Gang Identification

Street Gangs In The Military

Using military training to spread their reach


It is sad, but true, that street gang members have infiltrated our U.S. armed forces.  They appear to be volunteering, not to serve our country, but to learn how to use military tactics and to learn how to kill.  There is evidence of these gang bangers appearing with more and more frequency in many parts of the world - where ever our military forces are serving.

The following news article appeared in the "Stars and Stripes" the military newspaper for all branches of services.  It contains alarming news about this growing problem.


FBI says U.S. criminal gangs are using military to spread their reach

By Seth Robson, Stars and Stripes

GRAFENWÖHR, Germany — U.S. criminal gangs have gained a foothold in the U.S. military and are using overseas deployments to spread tentacles around the globe, according to the FBI. FBI gang investigator Jennifer Simon said in an e-mail to Stars and Stripes this week that gang members have been documented on or near U.S. military bases in Germany, Italy, Japan, South Korea and Iraq.

“It’s no secret that gang members are prevalent in the armed forces, including internationally,” Simon said, adding that the FBI is preparing to release a report on gangs in the military.

Among the cases:

¶ In Iraq, armored vehicles, concrete barricades and bathroom walls have served as canvasses for spray-painted gang art. At Camp Cedar II, about 185 miles southeast of Baghdad, a guard shack was recently defaced with “GDN” for Gangster Disciple Nation, along with the gang’s six-pointed star and the word “Chitown,” according to the Chicago Sun-Times.

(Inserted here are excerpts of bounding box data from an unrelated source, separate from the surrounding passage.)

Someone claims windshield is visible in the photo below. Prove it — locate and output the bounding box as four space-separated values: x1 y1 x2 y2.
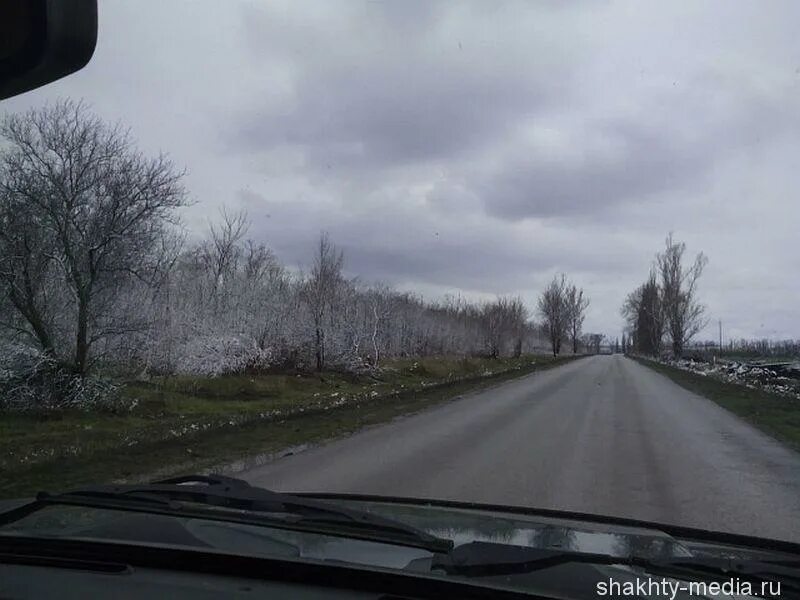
0 0 800 565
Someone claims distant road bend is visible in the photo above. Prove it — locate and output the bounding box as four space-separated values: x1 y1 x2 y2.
243 355 800 542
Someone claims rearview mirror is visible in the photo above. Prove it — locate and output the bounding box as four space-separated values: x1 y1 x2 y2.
0 0 97 99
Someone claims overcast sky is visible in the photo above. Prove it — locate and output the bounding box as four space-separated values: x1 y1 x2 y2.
0 0 800 339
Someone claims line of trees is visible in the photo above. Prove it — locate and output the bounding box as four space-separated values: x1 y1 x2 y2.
621 233 708 358
537 274 589 356
0 100 588 398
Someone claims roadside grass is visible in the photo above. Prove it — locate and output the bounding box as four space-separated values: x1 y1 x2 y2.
633 357 800 450
0 355 573 497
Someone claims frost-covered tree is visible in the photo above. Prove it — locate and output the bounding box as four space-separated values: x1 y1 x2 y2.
0 100 186 376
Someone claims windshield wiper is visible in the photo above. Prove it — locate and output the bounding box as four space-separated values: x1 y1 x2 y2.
0 475 453 553
431 542 800 590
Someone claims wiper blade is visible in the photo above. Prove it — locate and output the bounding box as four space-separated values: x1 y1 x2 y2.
21 475 453 553
431 542 800 589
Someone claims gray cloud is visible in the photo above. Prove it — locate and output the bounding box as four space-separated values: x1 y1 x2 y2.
4 0 800 335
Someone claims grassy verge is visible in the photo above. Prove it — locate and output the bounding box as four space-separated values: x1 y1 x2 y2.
0 356 570 497
635 357 800 450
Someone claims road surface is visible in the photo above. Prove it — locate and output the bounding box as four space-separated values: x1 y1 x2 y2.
242 355 800 542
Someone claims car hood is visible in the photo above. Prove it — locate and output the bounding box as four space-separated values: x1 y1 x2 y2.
320 499 797 560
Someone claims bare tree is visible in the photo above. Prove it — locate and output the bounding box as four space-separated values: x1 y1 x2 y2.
537 274 569 356
656 233 708 357
303 233 344 371
564 284 589 354
0 100 186 375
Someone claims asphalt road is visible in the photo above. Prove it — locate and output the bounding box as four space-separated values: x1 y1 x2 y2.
242 355 800 542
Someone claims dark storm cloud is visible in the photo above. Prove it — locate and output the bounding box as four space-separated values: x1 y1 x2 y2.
475 118 714 219
5 0 800 336
231 2 571 170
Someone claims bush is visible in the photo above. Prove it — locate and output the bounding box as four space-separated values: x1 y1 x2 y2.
0 345 136 412
175 336 274 377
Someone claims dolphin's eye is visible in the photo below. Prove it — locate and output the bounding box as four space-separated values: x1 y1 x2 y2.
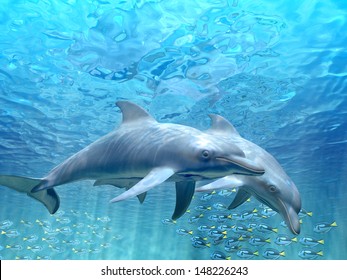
201 150 210 159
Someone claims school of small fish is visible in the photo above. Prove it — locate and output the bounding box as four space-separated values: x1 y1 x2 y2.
0 190 338 260
0 210 123 260
167 190 337 260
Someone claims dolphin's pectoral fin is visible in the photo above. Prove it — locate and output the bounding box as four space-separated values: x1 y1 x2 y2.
228 189 251 210
172 181 195 220
116 101 157 123
125 186 147 204
0 175 60 214
110 167 175 203
137 192 147 204
196 175 243 192
93 179 147 204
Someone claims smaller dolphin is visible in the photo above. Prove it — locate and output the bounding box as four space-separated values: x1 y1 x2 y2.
196 115 301 234
0 101 264 219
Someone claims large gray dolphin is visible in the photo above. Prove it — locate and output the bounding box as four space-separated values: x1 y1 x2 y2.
0 101 264 219
196 115 301 234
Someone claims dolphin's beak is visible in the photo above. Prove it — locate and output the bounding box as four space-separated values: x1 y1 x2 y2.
279 199 300 234
216 156 265 175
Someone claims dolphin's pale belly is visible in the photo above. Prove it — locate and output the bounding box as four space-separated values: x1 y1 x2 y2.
40 124 205 187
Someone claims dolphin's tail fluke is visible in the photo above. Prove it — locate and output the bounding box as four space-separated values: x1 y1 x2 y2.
0 175 60 214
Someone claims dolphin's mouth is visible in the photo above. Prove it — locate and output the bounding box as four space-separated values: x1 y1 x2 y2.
216 156 265 175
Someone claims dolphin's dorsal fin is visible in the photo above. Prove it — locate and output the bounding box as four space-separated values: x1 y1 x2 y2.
116 101 156 123
207 114 240 136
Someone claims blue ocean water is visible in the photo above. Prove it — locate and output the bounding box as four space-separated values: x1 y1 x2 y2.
0 0 347 259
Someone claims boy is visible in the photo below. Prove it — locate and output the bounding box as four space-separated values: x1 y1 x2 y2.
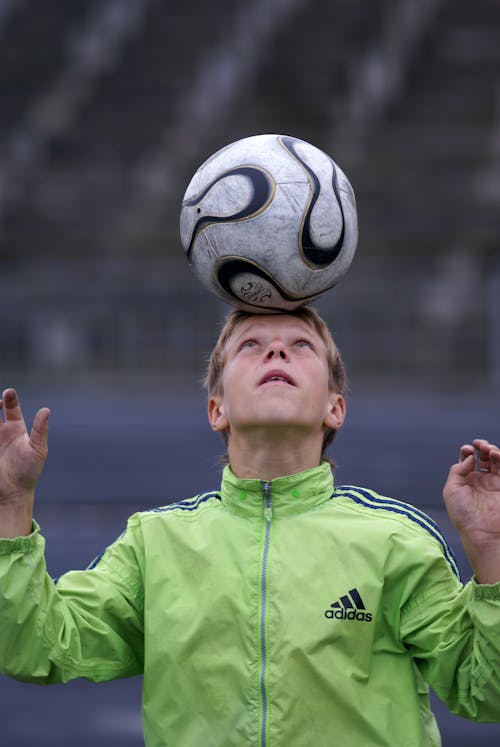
0 308 500 747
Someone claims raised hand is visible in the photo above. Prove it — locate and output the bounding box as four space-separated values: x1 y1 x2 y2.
443 438 500 583
0 389 50 537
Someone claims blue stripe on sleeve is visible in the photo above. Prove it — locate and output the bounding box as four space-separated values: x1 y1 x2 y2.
333 485 460 579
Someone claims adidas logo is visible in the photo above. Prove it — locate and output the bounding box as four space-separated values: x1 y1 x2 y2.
325 589 373 622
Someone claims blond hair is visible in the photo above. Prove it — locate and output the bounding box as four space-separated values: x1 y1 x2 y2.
203 306 347 452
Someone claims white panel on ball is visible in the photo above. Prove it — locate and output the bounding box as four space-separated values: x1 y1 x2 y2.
180 135 358 313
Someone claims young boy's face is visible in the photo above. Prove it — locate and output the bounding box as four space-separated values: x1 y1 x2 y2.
209 314 344 441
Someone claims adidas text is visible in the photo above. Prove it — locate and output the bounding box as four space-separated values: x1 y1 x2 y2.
325 609 373 622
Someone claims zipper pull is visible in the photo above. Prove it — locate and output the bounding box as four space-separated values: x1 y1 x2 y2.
261 481 273 522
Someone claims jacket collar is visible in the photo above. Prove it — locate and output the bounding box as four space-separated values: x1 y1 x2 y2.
221 462 334 518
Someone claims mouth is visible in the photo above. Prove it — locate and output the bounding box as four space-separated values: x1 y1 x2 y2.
259 370 297 386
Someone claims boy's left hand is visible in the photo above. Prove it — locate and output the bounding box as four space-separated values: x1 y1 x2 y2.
443 438 500 584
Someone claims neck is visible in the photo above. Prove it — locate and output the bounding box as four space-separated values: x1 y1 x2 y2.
228 434 322 480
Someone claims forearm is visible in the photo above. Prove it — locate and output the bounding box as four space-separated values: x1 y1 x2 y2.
0 493 34 539
0 524 142 683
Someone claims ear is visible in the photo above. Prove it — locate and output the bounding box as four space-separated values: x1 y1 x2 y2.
323 392 346 430
208 395 229 432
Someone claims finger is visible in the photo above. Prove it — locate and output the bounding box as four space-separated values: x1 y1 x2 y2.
450 447 476 477
459 444 474 462
30 407 50 457
473 439 499 472
2 389 23 420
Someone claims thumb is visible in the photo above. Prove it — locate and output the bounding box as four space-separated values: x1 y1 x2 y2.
30 407 50 459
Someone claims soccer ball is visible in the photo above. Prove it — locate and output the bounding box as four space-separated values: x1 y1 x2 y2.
180 135 358 313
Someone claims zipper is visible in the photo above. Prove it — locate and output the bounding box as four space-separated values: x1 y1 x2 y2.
260 481 273 747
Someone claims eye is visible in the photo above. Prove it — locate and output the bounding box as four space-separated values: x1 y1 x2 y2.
240 337 259 350
295 338 314 350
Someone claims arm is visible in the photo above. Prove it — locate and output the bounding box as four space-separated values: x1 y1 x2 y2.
0 389 143 682
443 439 500 584
0 519 144 683
0 389 50 538
400 439 500 721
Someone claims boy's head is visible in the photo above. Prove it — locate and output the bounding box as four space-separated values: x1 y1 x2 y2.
204 306 347 452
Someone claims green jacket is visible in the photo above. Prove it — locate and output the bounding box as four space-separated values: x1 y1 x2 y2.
0 464 500 747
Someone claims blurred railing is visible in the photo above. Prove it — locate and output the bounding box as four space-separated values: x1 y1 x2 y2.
0 258 500 394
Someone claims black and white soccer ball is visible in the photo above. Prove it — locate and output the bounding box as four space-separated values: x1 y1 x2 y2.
180 135 358 313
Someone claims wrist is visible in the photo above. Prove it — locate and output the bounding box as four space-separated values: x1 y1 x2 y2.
463 538 500 584
0 493 34 539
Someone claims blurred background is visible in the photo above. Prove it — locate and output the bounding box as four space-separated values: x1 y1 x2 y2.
0 0 500 747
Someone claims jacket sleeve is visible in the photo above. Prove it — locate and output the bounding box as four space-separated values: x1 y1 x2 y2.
0 522 143 684
400 551 500 722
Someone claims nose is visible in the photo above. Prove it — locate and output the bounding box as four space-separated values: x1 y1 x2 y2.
266 340 288 361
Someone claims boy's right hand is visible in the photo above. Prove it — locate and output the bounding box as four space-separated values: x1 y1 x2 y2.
0 389 50 537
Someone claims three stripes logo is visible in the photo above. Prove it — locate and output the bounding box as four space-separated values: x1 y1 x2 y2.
325 588 373 622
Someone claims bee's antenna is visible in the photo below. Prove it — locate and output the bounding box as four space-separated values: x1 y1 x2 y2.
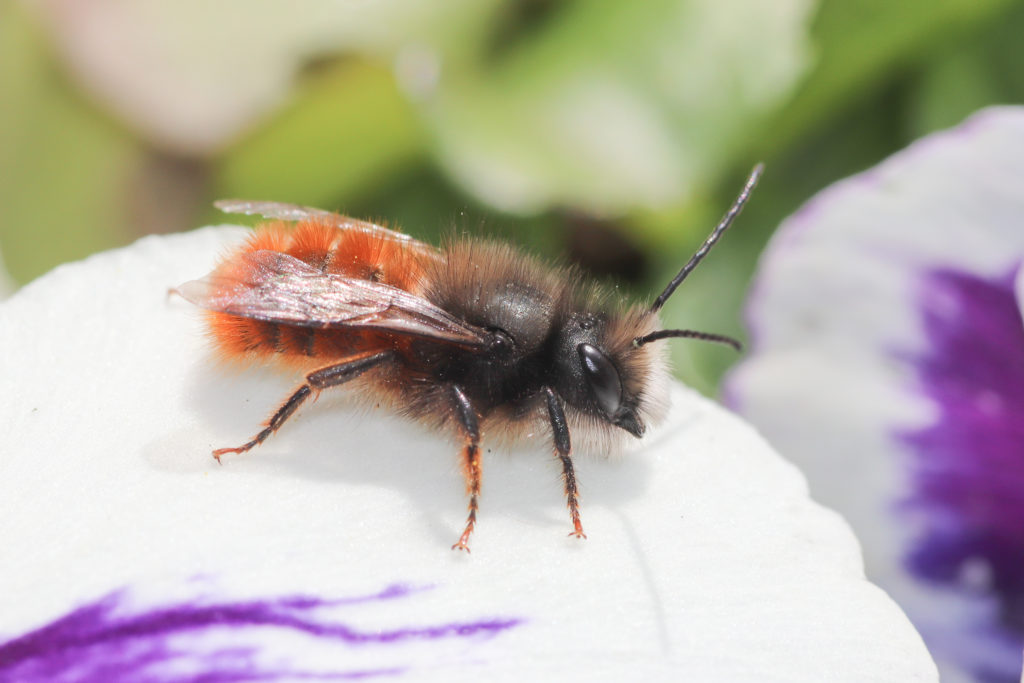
633 330 743 351
650 164 765 312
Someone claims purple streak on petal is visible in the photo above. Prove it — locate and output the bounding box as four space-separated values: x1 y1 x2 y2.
0 586 521 683
899 270 1024 683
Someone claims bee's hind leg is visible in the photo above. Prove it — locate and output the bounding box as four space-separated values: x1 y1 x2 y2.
213 351 393 463
452 386 482 553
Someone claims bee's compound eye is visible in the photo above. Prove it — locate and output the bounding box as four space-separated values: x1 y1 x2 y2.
577 344 623 418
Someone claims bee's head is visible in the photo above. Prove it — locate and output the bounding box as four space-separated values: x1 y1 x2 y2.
556 164 763 438
556 309 665 437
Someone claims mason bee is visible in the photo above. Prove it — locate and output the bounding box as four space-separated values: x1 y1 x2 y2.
174 165 763 551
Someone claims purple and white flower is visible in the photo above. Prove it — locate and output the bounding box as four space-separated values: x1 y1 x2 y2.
726 108 1024 682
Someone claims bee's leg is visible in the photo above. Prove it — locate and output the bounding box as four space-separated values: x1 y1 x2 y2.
544 387 587 539
452 386 481 553
213 351 392 463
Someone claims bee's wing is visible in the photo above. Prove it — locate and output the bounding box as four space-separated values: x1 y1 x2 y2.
175 250 488 346
213 200 437 254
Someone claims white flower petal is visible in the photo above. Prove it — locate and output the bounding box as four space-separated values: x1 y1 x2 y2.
0 228 936 682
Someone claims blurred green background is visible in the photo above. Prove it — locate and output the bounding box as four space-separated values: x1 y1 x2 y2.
0 0 1024 392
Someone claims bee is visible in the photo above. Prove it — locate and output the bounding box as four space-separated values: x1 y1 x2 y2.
174 165 763 552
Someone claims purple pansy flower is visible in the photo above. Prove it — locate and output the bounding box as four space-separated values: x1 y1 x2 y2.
726 108 1024 681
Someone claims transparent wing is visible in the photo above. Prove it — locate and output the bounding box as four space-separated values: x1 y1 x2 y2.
175 250 487 346
213 200 437 254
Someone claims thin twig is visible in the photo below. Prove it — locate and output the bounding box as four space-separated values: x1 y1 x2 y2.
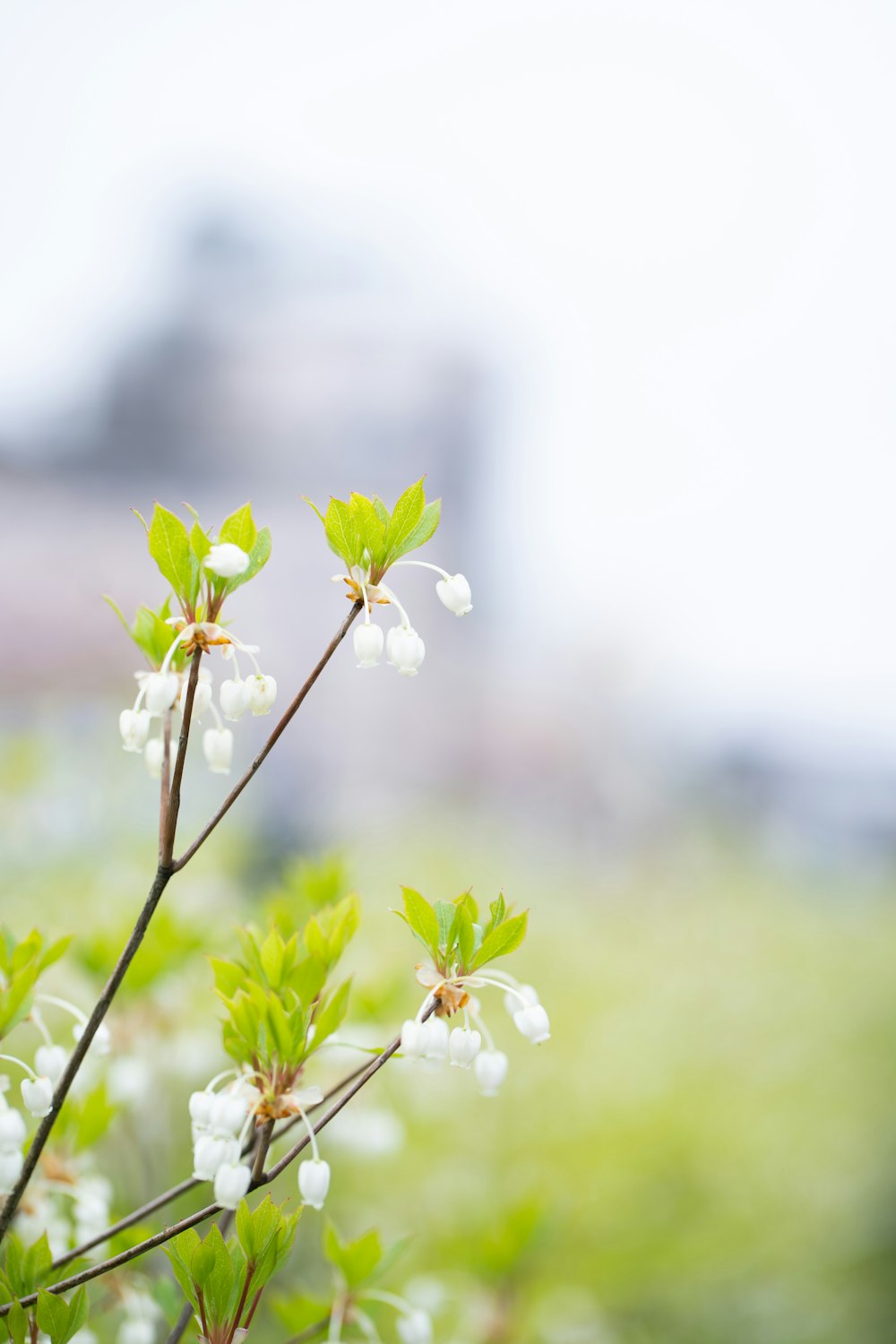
173 602 363 873
0 1003 438 1317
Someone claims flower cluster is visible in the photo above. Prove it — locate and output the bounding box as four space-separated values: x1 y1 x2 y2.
108 504 271 779
307 480 473 676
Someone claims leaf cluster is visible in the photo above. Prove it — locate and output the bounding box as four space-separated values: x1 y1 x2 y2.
165 1195 301 1344
395 887 528 980
137 503 271 624
0 925 71 1040
306 478 442 583
210 895 358 1078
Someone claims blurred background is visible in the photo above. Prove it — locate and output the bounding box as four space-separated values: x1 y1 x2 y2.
0 0 896 1344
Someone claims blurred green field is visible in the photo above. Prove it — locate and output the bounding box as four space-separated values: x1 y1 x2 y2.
3 737 896 1344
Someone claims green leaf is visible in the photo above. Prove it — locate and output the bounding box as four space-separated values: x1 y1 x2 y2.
385 478 426 558
401 887 439 957
473 910 530 969
323 499 361 567
218 504 258 556
390 500 442 561
148 504 194 604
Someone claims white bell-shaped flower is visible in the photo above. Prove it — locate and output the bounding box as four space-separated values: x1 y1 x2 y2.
215 1163 253 1209
118 710 149 752
0 1107 28 1153
177 668 212 722
0 1148 24 1195
143 738 165 780
298 1158 329 1209
385 625 426 676
202 728 234 774
219 679 251 723
143 672 180 714
423 1018 449 1064
71 1021 111 1056
194 1134 239 1180
22 1077 52 1120
473 1050 508 1097
34 1046 68 1086
202 542 248 580
513 1004 551 1046
395 1306 433 1344
246 672 277 717
435 574 473 616
352 624 384 668
504 986 541 1018
449 1027 482 1069
208 1093 248 1139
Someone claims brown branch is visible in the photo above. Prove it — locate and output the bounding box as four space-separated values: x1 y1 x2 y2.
0 1003 436 1317
172 602 363 873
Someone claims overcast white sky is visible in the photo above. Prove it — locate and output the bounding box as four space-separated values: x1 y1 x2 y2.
0 0 896 752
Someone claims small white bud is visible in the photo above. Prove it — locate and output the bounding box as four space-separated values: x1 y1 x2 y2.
215 1163 253 1209
0 1107 27 1153
118 710 149 752
513 1004 551 1046
246 672 277 717
202 728 234 774
352 625 384 668
473 1050 508 1097
385 625 426 676
208 1093 248 1139
143 738 165 780
219 679 251 723
298 1158 329 1209
449 1027 482 1069
71 1021 111 1055
504 986 540 1018
22 1078 52 1120
395 1306 433 1344
143 672 180 714
177 677 212 722
0 1148 24 1195
34 1046 68 1086
435 574 473 616
202 542 248 580
194 1134 239 1180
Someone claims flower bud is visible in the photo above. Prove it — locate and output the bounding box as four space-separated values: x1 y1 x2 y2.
208 1093 248 1139
352 624 383 668
246 672 277 717
504 986 540 1018
513 1004 551 1046
0 1107 27 1153
395 1306 433 1344
188 1091 215 1129
71 1021 111 1055
118 710 149 752
22 1078 52 1120
0 1148 24 1195
143 672 180 714
298 1158 329 1209
449 1027 482 1069
143 738 165 780
202 542 248 580
177 677 212 722
385 625 426 676
35 1046 68 1086
215 1163 253 1209
219 680 251 723
423 1018 449 1064
473 1050 508 1097
435 574 473 616
202 728 234 774
194 1134 239 1180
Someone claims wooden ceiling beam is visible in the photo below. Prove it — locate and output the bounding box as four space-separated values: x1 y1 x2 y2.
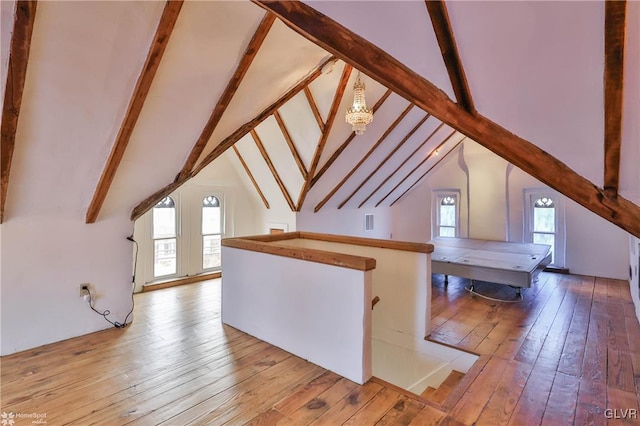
0 1 38 223
251 129 296 211
358 123 444 208
191 56 335 175
180 12 276 178
297 64 352 211
232 145 271 209
253 0 640 237
604 1 627 198
85 0 183 223
376 130 457 207
332 104 418 209
425 0 476 113
311 89 392 188
344 113 431 208
273 111 309 179
313 104 413 213
304 86 324 132
131 56 335 220
389 138 466 207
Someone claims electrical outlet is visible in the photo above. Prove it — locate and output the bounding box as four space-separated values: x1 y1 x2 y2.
80 283 89 297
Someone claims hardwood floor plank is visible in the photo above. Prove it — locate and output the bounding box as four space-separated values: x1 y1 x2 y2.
310 382 383 425
509 364 556 426
146 351 306 425
574 380 607 425
541 373 580 425
478 361 533 425
278 379 358 426
451 357 509 424
191 362 324 425
244 408 285 426
0 273 640 426
344 388 400 426
558 280 593 377
376 396 425 426
274 371 341 415
605 387 640 426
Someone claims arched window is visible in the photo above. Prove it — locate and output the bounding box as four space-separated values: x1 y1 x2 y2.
202 195 223 269
436 193 458 237
532 197 556 263
152 197 178 277
525 189 565 267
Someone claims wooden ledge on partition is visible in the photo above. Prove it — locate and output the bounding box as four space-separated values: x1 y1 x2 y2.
222 231 433 271
142 271 222 293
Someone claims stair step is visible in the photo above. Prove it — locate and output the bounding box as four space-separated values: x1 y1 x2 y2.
422 370 464 404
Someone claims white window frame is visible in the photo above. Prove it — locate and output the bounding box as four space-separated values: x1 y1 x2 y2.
431 189 460 238
204 191 226 272
149 193 182 281
523 188 566 268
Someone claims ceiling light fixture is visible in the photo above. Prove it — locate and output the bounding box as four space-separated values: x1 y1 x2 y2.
344 71 373 135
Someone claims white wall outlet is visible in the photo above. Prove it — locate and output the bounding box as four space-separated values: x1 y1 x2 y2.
80 283 90 297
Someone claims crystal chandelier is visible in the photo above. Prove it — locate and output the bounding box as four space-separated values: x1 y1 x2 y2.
344 72 373 135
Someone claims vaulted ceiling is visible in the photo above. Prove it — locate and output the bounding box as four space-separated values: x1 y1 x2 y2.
1 1 640 236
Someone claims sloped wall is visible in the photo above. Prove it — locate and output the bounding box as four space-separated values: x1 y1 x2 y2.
134 152 264 291
0 213 132 355
391 141 629 280
629 235 640 321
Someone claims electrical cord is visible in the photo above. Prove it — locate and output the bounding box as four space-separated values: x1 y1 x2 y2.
87 236 138 328
464 284 523 303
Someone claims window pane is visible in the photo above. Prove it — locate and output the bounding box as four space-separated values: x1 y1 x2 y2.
153 238 178 277
153 207 176 239
533 207 556 232
439 226 456 237
533 233 556 263
439 204 456 227
202 201 222 235
202 235 222 269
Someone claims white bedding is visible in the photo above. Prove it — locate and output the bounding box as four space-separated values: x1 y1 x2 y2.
429 237 551 287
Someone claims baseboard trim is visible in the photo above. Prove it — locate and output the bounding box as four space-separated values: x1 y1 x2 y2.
142 272 222 293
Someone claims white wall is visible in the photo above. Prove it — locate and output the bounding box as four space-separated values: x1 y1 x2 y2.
222 247 371 383
272 239 431 343
296 207 398 239
392 140 628 280
134 153 262 291
225 146 296 235
629 235 640 321
0 212 132 355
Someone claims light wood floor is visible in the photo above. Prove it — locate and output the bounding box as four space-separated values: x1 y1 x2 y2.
0 274 640 426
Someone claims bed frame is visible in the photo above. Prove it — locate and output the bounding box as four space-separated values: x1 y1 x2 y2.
429 237 551 296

¶ In Germany, a soldier is being prosecuted this week for the murder of Sgt. Juwan Johnson, beaten to death on July 4, 2005, allegedly during a Gangster Disciple initiation in Kaiserslautern.

¶ In September, Department of Defense Dependents Schools in Europe warned teachers and parents to watch out for signs of gang activity, including the deadly MS-13 gang. At the time, DODDS-Europe public affairs officer David Ruderman said there had been two incidents in the past 18 months that involved students fighting, wearing gang colors or claiming to be members of gangs. In one of the incidents, a student’s family member may have been a gang member, he said.

¶ Earlier this year, Kadena Air Base on Okinawa established a joint service task force to investigate gang-related activity involving high school teens linked through the Web site

Last year, the U.S. Army conducted 11 felony investigations into gang activity, one of those being the death of Johnson, said Christopher Grey, a spokesman for the Army Criminal Investigation Command (CID) in Virginia. Three of the incidents, including the Johnson case, took place in Europe, Grey said.

 “We investigate all credible reports of gang activity,” Grey said, adding that CID has programs to combat gang activity in the Army.

Soldiers are reluctant to talk openly about gang problems. However, Spc. Bautista Kylock, 21, of the 2nd Cavalry (Stryker) Regiment in Vilseck, Germany, said last week that there are gang members within his unit.

Kylock blamed recent violence around Vilseck on soldiers affiliated with the Crips and Bloods street gangs.

Scott Barfield, a former Defense Department gang detective at 2nd Cav’s last duty station, Fort Lewis, Wash., told the Sun-Times earlier this year that he had identified more than 300 soldiers at the base as gang members.

“I think that’s the tip of the iceberg,” he said.

However, Vilseck Provost Marshal Maj. Robert Ray said there is not a big gang problem in Vilseck and he has no information on gang members within 2nd Cav.

“The military comes from all walks of lives, from rich to poor, and with that comes the ‘society,’” Ray said. “Are there members of the military that belong to gangs? No doubt about it. But the military is not rampant with gang members.

 “The military chain of commands do not tolerate things like that and do their best to weed out problems,” he said.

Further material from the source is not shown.